Causal knowledge is required to ensure success, but not to stumble across it. Over time, noticing (or stumbling across if you prefer) relationships between the successes stumbled upon can quickly coalesce into a model of how to intervene. Isn't this essentially how we believe causal reasoning originated? In a sense, all DNA is information about how to intervene that, once stumbled across, persisted due to its efficacy.

All these conclusions seem to require simultaneity of causation.
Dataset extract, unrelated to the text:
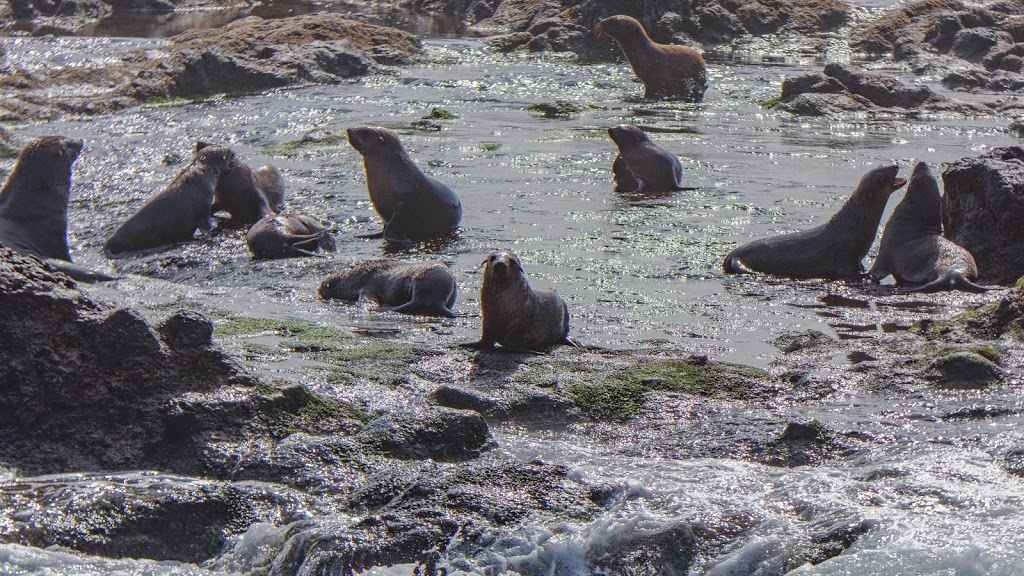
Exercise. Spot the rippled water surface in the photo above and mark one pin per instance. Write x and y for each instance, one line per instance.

If earthquakes almost always caused recessions, but not until one year after the earthquake; and if recessions drastically increase the number of burglars, but not until one year after the recession; then drawing any of the conclusions you made from a survey taken at a single point in time would be entirely unwarranted. Doesn't that mean you’re essentially measuring entailment rather than causation via a series of physical events which take time to occur?

Also, the virtue theory of metabolism is so ridiculous that it seems only to be acting as a caricature here. Wouldn't the theory that “exercise normally metabolises fat and precursors of fat, reducing the amount of weight put on” result in a much more useful example? Or is there a subtext I'm missing here, like the excessive amount of fat-shaming done in many of the more developed nations?